Iqbal Survé-linked Ayo Technology Solutions says the Public Investment Corp (PIC) should have checked the small print before it rushed to commit R4.3bn for a 29% stake in the dying days of 2017 — when everyone, including small-print readers, is on holiday.

It seems Ayo didn’t give the PIC an undertaking that its money was going into a business that would be pumping out revenue of R4.4bn and gross profit of R1.4bn a year later. These figures were little more than wishful thinking, or as Ayo explains, forward-looking statements, which apparently shouldn’t be taken too seriously.

If, says Ayo in recently lodged court papers, the PIC had read the prelisting statement (PLS) issued on December 13 2017, two days before the placement was due to close, it would have been aware that the promises of great wealth were based entirely on "forward-looking statements".

The clues missed by the PIC were littered throughout the PLS, which Ayo says represented the "sole final and binding offer" underpinning the R4.3bn investment. Any representations made before the final PLS were nothing more than introductory negotiations.

Indeed, if the then PIC CEO Dan Matjila hadn’t been in such a rush to do the deal — completed within a matter of weeks — he might have noticed under "Important legal notes" a warning about these "forward-looking statements".

"By their nature, [they] involve risks and uncertainties because they relate to events, and depend on circumstances, that may or may not occur."

So, says Ayo, there was no guarantee of future performance.

This means there was no failure to disclose material facts and no misrepresentation. Essentially things just didn’t work out quite as Ayo had hoped. Stuff happens. And, says Ayo, it would not be fair to force it to pay back the R4.3bn just because the yield on the PIC’s investment is less than it expected. Its R4.3bn investment is worth less than R1bn and falling.

A litany of chilling and self-serving arguments make up the bulk of Ayo’s response to the legal action launched by the PIC at the end of June, which argues that the decision to subscribe for the shares was unlawful and must be set aside.
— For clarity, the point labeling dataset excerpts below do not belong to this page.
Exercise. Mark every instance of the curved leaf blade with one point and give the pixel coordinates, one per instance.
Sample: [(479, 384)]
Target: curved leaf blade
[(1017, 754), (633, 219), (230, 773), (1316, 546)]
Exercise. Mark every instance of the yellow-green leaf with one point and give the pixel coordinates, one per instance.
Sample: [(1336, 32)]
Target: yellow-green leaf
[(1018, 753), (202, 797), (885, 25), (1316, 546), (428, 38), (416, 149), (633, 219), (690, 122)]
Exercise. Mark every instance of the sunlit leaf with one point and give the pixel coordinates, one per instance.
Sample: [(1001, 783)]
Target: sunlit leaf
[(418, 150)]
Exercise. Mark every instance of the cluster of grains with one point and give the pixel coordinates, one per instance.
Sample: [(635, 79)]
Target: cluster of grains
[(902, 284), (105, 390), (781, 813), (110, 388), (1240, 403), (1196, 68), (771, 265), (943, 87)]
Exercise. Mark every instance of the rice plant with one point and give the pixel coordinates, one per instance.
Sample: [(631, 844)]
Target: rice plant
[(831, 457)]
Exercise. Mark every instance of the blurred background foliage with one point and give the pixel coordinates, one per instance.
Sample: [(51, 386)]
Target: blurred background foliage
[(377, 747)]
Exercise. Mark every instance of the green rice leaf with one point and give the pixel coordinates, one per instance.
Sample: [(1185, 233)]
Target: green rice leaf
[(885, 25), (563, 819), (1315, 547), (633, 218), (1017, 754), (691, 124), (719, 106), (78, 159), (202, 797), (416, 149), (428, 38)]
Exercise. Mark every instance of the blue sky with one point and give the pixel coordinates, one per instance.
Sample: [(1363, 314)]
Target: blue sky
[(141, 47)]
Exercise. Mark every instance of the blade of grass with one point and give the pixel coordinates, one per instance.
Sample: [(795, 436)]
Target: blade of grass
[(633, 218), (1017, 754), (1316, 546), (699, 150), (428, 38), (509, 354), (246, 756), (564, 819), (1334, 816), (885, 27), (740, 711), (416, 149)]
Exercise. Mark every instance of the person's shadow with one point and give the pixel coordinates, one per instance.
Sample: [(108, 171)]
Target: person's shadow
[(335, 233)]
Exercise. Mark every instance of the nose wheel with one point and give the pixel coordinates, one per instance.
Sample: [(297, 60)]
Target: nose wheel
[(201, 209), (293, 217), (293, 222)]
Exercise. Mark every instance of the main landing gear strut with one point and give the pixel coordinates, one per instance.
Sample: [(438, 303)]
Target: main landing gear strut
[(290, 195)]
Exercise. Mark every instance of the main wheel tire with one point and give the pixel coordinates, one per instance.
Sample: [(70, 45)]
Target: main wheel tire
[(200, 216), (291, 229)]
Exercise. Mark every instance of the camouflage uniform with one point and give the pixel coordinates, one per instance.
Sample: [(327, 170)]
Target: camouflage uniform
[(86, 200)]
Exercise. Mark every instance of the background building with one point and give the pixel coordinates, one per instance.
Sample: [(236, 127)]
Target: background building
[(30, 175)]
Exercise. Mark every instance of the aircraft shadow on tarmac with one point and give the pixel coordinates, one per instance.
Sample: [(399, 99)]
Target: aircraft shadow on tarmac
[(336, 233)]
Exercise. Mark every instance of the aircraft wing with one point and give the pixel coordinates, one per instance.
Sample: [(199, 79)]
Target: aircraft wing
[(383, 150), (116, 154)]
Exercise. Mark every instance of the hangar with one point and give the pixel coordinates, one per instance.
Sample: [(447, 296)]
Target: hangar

The PIC wants its money back and is happy to return the 99.7-million shares to Ayo.

A central part of the listing plan was Ayo’s proposed purchase from African Equity Empowerment Investments (AEEI), another entity controlled by Survé’s Sekunjalo, of its 30% effective stake in BT-SA for R900m. With this purchase would come two BT customers and the promise of more to follow. They would be drawn by the opportunity to bump up their broad-based BEE ranking by washing a chunk of their IT procurement through Ayo.

"The board anticipates revenue to increase by 825% from the current year (2017) figures. This is predominantly from existing customers engaged with BT, who are anticipated to move to Ayo Technology, and an anticipated increase in market share," says the PLS.

For reasons that are not entirely clear, none of this happened.

Ayo now denies that it misrepresented "that it was a foregone conclusion that the 30% effective shareholding" in BT-SA would be transferred to it.

BT-SA refuses to shed any light, and will not even say if there was ever an intention to approve the sale of the 30% to Ayo.

But Ayo’s court papers add an interesting twist. "The BT transaction did not materialise on account of the conduct of the PIC, which advised BT-SA and the defendant [Ayo] that it did not support the BT transaction."

The PIC did not respond to the FM’s request for an explanation as to why it would sabotage its R4.3bn investment in this manner. If it did not support the BT transaction, why did it invest in Ayo, whose prospects depended on that transaction?

As Ayo tells it, the PIC itself was to blame for believing Ayo shares were worth R43 apiece because it did not pay close attention to the warnings; so was Grant Thornton, which provided a limited assurance report on the forecast information, though quite remarkably the report said "no assurance is expressed regarding the achievability of the forecast".

Ayo rather oddly suggests that further proof that it wasn’t to blame was that the representations it made to the PIC were with the approval of the JSE in terms of its listing requirements. In addition, all of this had the backing of professional adviser PSG Capital, which picked up a handy R14.5m in fees, and little-known AEEI Corporate Finance, which secured a hefty R57.7m from the Ayo listing.

Rather bizarrely, Matjila, who has blamed his team for not doing a proper due diligence, told the Mpati commission of inquiry that the PIC has not lost money on Ayo. The money is still in the company and earning interest, says Matjila, though the long-promised audited figures that would support this unlikely assertion have so far failed to materialise. At its current share price of R7, the PIC’s investment is worth less than R1bn.